You can please some of the people some of the time, but you cannot please all of the people all of the time…
What do you do about that annoying customer that keeps charging back their orders, when you know you have done what they asked. They may say, “You didn’t send what I ordered,” “It didn’t arrive when you said it would,” or “I changed my mind.” The fact is charge-backs are expensive, and some customers, God bless them, you just can’t afford to have as a customer.
We have all heard, or experienced, the customer who purchased something, used it and then returned it saying they just aren’t happy with it. Merchants try to explain to consumers that they cannot take it back, because it’s used…but they simply complain to their issuer and the merchant is stuck with the bill.
I don’t have any magic answer on catching these consumers up front, if I did I would be a rich man, but there are things you can do to limit your exposure. First, if you are selling goods or services under $50 you should consider a no-hassle return policy. Just take it back, don’t mess with a charge-back unless you have an iron-clad case. In some cases the dollar value of a purchase makes fighting a charge-back a worthless proposition.
Second, implement a warm list or use your hot list and add this consumer to the list. I would recommend a two-strikes-you’re-out policy. One charge-back or return of goods or services and you are put on the warm list, two charge-backs or returns and you’re on the hot list. Make sure you review your warm list quarterly to see how many good purchases have occurred from these customers, if they have a good purchase in that same time period remove them from the list. However if the consumer actually did process a charge-back, wait for two good purchases before you take them off of the warm list. Remember the hot list automatically declines the order and the warm list automatically causes a review.

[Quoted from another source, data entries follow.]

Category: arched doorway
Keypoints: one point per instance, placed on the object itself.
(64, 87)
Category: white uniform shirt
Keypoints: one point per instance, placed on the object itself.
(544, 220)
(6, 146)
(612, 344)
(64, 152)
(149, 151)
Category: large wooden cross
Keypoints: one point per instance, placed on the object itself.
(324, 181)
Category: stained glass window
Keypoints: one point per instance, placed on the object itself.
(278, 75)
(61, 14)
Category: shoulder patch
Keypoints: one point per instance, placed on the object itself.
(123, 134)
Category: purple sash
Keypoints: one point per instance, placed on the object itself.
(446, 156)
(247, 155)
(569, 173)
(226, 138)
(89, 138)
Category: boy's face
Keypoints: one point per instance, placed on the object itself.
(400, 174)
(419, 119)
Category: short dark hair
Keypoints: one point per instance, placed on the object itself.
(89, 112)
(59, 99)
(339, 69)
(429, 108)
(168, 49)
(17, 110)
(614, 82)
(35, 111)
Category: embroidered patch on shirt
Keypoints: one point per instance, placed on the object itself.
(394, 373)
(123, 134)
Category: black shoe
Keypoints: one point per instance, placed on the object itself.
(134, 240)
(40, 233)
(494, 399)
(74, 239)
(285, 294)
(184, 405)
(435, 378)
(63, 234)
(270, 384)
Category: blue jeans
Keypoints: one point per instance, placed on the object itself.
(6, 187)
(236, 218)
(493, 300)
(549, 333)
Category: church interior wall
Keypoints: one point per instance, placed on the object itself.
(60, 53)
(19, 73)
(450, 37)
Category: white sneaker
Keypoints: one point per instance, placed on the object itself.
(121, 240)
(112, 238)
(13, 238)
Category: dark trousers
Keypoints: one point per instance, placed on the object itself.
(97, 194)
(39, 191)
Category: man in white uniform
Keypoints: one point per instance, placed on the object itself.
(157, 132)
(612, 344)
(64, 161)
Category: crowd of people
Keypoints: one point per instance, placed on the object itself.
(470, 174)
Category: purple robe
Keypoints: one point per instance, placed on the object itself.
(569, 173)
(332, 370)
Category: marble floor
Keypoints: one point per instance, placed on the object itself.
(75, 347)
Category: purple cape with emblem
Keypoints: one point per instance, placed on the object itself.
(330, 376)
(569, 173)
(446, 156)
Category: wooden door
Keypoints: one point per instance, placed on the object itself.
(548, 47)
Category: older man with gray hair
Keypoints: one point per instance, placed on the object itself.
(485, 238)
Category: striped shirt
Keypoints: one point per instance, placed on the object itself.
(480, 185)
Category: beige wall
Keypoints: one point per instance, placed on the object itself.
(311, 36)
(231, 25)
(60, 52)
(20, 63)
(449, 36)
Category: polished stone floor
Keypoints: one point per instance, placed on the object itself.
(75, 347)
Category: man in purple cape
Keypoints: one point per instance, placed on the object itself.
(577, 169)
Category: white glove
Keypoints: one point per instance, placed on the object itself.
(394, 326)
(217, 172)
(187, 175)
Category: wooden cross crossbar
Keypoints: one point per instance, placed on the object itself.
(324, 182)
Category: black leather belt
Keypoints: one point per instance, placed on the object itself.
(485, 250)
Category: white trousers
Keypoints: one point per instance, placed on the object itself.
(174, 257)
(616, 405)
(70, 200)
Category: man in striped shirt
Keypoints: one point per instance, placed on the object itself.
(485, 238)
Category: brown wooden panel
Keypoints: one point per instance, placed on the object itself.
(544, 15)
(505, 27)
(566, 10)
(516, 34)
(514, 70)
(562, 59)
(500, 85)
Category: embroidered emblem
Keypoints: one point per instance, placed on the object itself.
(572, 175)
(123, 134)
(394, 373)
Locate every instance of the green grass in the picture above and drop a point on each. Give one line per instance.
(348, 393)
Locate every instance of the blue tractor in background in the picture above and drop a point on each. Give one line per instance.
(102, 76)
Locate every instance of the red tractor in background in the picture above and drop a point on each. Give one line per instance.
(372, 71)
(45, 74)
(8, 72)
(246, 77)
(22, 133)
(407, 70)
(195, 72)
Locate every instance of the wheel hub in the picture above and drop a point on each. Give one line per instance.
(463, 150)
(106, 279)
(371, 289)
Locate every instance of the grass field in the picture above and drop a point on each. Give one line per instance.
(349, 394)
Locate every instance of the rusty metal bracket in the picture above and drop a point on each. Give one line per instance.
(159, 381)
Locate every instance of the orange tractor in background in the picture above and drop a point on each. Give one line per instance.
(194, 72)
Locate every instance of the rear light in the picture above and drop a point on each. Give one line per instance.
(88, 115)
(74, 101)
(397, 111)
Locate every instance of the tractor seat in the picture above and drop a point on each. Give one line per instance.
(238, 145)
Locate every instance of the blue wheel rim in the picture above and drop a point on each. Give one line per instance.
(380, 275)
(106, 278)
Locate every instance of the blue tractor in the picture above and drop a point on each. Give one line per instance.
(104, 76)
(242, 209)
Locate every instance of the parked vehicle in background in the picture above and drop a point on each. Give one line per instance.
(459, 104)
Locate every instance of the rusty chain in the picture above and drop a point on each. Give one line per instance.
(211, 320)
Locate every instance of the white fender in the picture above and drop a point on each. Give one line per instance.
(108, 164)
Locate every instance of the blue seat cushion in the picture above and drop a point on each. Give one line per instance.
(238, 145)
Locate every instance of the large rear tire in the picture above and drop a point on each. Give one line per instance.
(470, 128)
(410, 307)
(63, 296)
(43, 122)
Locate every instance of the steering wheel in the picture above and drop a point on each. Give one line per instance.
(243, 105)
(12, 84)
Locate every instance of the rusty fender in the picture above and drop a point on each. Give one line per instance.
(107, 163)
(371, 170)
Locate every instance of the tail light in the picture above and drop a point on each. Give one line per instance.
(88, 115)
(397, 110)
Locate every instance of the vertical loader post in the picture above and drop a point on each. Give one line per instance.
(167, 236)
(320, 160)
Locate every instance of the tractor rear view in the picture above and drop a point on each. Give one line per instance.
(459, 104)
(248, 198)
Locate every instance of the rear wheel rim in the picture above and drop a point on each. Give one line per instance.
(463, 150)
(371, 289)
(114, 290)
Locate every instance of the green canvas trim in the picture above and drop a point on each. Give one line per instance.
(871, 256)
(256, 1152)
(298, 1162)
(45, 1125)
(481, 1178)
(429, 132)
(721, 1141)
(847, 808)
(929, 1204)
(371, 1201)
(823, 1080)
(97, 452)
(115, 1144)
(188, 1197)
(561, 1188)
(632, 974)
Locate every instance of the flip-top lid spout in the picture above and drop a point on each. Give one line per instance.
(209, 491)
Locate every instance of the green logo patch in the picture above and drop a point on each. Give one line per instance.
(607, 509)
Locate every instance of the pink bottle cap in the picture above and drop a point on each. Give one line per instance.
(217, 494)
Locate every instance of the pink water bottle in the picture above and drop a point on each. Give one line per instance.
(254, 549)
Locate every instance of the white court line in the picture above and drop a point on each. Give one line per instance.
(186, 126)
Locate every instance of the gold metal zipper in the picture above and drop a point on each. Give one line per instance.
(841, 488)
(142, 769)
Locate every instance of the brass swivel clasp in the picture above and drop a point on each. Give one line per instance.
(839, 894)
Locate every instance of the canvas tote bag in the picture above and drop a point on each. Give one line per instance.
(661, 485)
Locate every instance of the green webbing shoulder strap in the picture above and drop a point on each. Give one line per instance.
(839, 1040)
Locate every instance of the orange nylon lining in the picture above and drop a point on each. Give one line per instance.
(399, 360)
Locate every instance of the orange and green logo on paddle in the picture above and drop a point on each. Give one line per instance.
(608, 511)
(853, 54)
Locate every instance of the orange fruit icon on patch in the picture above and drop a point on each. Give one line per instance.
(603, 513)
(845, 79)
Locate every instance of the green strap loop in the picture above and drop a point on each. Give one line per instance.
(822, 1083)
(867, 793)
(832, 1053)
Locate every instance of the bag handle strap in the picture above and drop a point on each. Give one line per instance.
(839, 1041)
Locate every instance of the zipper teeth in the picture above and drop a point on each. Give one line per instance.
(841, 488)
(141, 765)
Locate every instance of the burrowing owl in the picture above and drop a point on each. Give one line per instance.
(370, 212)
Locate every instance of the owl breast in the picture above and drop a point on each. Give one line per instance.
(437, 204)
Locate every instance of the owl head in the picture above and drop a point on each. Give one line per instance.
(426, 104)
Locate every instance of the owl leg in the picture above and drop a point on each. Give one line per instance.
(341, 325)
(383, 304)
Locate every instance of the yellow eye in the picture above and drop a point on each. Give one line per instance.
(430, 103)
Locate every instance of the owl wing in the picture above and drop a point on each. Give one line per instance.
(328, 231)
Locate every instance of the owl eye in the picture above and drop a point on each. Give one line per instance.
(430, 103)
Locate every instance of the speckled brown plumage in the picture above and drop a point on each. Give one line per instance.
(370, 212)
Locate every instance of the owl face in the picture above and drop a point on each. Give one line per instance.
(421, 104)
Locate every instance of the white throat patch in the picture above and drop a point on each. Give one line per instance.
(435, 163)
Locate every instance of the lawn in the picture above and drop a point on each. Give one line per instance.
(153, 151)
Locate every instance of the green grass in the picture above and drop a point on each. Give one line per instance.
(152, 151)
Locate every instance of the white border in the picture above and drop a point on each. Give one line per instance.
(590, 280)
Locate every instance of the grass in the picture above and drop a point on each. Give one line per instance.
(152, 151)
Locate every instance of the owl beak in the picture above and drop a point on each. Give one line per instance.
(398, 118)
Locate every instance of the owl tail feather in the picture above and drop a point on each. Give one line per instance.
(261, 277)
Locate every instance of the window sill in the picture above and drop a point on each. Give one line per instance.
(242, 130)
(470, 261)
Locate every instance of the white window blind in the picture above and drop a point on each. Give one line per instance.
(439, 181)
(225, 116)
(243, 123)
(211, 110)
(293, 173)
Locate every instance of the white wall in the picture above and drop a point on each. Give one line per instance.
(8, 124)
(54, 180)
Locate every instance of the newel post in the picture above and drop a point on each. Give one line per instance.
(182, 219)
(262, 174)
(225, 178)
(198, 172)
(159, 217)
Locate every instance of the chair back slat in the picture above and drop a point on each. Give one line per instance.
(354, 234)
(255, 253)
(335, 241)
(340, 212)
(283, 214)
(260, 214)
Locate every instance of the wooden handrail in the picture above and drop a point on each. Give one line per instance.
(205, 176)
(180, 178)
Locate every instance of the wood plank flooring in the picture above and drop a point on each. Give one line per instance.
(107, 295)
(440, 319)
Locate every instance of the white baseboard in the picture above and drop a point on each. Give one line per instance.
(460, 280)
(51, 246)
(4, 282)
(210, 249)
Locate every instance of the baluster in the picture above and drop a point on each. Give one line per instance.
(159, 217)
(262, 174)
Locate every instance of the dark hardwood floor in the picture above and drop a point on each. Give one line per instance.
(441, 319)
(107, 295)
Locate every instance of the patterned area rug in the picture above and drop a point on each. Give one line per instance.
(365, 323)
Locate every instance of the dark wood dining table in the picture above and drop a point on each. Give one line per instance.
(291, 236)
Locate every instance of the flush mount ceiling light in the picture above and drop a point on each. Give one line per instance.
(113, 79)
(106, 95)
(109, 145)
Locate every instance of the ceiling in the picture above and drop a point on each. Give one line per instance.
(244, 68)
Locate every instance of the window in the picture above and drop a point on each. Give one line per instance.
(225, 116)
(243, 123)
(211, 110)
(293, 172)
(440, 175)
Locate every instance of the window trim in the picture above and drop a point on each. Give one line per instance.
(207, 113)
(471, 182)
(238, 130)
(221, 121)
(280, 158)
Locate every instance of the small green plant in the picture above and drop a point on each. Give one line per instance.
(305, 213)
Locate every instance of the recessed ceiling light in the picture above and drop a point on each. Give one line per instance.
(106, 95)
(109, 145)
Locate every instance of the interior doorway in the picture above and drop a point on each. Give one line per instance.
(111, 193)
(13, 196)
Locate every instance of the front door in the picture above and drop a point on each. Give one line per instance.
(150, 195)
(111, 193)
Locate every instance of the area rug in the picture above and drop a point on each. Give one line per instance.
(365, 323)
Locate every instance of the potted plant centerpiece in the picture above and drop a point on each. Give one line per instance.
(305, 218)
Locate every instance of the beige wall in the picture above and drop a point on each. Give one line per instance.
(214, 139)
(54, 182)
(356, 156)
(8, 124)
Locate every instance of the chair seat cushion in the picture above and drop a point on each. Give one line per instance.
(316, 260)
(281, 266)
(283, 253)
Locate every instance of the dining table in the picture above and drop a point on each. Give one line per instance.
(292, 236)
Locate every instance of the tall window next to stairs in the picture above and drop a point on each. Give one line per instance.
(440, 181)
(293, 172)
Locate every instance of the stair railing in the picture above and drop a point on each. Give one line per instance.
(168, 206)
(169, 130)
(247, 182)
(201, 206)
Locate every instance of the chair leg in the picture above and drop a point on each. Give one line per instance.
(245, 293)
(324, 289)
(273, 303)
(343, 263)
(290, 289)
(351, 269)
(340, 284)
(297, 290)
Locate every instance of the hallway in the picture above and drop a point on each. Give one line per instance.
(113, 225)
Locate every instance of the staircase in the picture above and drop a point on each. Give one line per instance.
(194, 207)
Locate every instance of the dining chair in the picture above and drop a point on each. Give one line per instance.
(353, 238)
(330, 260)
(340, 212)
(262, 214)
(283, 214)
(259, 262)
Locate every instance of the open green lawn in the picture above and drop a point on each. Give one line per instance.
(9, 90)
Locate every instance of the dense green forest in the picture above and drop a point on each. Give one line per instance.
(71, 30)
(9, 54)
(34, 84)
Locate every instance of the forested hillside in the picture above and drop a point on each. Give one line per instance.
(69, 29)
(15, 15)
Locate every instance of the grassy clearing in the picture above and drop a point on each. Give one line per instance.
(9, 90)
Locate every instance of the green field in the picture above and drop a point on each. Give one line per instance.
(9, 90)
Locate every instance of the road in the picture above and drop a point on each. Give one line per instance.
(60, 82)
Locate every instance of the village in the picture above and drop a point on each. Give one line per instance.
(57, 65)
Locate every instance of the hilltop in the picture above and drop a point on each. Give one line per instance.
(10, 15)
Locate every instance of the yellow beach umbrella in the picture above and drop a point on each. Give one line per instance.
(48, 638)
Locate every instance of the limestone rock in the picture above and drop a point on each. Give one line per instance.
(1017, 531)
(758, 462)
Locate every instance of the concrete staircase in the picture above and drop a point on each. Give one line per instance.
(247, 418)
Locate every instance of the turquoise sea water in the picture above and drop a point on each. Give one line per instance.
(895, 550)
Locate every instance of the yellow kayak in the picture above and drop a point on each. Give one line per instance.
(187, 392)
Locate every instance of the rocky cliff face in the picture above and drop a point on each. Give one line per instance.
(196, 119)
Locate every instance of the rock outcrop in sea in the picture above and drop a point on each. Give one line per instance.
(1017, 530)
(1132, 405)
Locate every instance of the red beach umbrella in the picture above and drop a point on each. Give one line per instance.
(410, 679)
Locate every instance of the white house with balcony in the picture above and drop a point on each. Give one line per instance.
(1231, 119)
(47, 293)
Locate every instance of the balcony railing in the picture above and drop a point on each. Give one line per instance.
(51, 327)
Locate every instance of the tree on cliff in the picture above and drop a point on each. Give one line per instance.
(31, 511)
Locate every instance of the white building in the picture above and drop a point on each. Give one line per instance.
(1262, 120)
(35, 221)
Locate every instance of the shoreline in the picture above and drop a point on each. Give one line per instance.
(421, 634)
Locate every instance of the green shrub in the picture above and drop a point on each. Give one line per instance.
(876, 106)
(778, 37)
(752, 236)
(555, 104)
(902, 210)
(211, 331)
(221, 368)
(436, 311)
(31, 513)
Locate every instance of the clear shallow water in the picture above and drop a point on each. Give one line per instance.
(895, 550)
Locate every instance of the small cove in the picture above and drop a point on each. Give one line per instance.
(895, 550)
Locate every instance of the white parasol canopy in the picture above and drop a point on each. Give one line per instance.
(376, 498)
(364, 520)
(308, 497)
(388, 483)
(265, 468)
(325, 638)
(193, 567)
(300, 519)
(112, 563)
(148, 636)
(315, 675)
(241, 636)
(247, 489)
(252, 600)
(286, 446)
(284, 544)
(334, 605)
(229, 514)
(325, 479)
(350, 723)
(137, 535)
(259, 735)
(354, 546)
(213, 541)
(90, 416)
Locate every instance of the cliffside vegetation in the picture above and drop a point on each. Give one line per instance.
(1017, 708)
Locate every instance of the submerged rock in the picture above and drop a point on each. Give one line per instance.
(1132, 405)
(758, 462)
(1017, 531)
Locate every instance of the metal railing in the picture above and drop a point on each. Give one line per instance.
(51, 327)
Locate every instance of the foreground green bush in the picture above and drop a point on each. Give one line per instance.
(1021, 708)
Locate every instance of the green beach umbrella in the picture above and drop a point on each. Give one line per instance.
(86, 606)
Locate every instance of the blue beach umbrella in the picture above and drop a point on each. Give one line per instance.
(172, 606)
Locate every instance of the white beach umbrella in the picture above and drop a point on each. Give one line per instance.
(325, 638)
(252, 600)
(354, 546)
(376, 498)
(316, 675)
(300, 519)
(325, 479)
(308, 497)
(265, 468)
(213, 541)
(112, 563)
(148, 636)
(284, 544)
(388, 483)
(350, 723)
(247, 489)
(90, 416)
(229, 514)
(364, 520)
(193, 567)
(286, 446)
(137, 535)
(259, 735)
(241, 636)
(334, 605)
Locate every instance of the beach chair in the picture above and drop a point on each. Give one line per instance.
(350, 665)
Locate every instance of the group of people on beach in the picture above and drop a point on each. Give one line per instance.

Number of Purchases: 1 or more
Billing & Shipping Address: Typically the same
Phone: Real consumer’s number
Purchase Amount: Any
Fraud-Prevention Techniques: Hot lists, warm lists
Credit & Return Fraud
This scheme has slowed down dramatically in the USA as most merchants have already implemented polices to avoid this scheme, but it still is occurring in Europe and Asia.
The scheme happens in one of two forms. The first is where a fraudster working alone will come in and make purchases for goods and services and then will return the goods to have a credit given in cash.
The second form of this scheme is where the fraudster works with an accomplice. The fraudster makes purchases with the fraudulent credit cards and the accomplice returns them for cash.
In both schemes there may be some time between the purchase and credit. On return they may or may not have the receipt. They will commonly try to do returns when not having a receipt when it is common, like during holiday shopping seasons.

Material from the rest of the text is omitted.